Northwestern High School student actors, engineers and tech crew are living the old adage "the show must go on," even during a pandemic.
Their spring musical, "It's Vaudeville!" fuses classic 1920s acts with timeless tunes, all captured using cutting-edge technology. The show will be screened on YouTube for audiences to watch from a distance.
"I saw that everything else was going on. Kids were able to do their sports, and we were able to get through the drama season. I was given the option not to have a musical, but I thought there's a group of kids who kind of live for this, and we can do something," said director Mike Goodlet.
This year's production is atypical. Students deliver lines from microphones 8 feet apart on stage, pausing between jokes to leave space for a laugh track to be inserted. The show is being filmed in black and white in small segments, with just a few students on stage at a time to adhere to COVID-19 protocols. If the first take doesn't feel right, they queue it up and run through it again.
"It's almost like we're creating a movie," Goodlet said.

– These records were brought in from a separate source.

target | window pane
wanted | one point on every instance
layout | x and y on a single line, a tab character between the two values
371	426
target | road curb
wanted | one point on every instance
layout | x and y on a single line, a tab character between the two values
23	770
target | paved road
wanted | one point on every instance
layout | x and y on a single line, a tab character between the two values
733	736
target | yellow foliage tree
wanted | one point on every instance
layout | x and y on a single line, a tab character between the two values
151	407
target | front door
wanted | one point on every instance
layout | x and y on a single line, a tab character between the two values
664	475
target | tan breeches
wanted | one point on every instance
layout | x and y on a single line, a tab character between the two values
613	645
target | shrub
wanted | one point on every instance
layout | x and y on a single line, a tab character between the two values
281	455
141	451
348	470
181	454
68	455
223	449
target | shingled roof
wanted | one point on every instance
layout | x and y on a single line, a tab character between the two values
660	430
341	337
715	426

There are things students miss, like the live audience, and things they appreciate, such as the lack of costume quick-changes or the chance to redo a scene.
For the director, it means if a student is out on quarantine, they can move on to a different scene and production isn't halted.

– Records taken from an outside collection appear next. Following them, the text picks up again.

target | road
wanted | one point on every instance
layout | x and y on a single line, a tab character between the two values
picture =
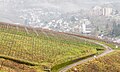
107	51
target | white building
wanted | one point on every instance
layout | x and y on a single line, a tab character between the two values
107	11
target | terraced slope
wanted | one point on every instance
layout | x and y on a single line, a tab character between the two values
42	47
108	63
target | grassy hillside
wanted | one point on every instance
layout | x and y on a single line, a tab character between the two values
108	63
42	47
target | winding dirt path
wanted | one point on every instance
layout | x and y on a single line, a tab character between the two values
107	51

"The fact that we're doing it is almost good enough for the kids," Goodlet said. "They're just happy to be able to have the chance to do it."

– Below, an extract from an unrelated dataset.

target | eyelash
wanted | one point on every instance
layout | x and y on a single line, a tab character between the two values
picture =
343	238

Script writer Mike Swift encouraged the Tigers to make the show their own. Musical numbers have been added in between the vaudeville acts — the show choir singing "Play a Simple Melody," the danceline doing the Charleston, a barbershop quartet crooning "In the Good Old Summertime," a rendition of "Maple Leaf Rag" and more. There will also be student-produced commercials for the show's major sponsors spaced into the whole show.
The new format has given rise to a need for a very technical tech crew. Students run three cameras while the performances are filmed, moving to catch different angles and lighting, before they piece it all together. Set pieces and props are needed for each scene, as well as makeup and 1920s costumes.
"My biggest mantra has been to learn as we go, not as we finish," said band director Michael Hintzman, who is working with the video tech crew. "I'm trying to avoid looking back later and thinking 'we should have done this or that differently.' This has meant trying to bring small sections of the production to a completion level before we get too far along."
The stage set-up is similar to one the high school students used to perform their fall one-act play, a radio version of "The Happy Prince," which earned the students an all-state award.
"I think that the end production will be very entertaining to those who watch it," Hintzman said. "The sketches are great examples of vaudeville comedy, and the students have done well with the music so far."
About 25 students are taking part in this year's musical, some in front of the camera, some behind it. Many of them are also involved in forensics, which starts Monday, Feb. 15. The speech competition will be done via submitted videos this year, Goodlet said.
The students are looking forward to presenting their musical, possibly as early as the end of the month. This year's production is all about providing a good, if different, experience for students and community members.
"There were some really sad looks on faces at the beginning of the year when they came to me and said 'Are we going to be able to do drama and musical?' And when I was able to say 'Yes,' their frown was turned upside down," Goodlet said. "We're the creative thinkers, so we get that problem and we solve it with something, so that kids can have the experience."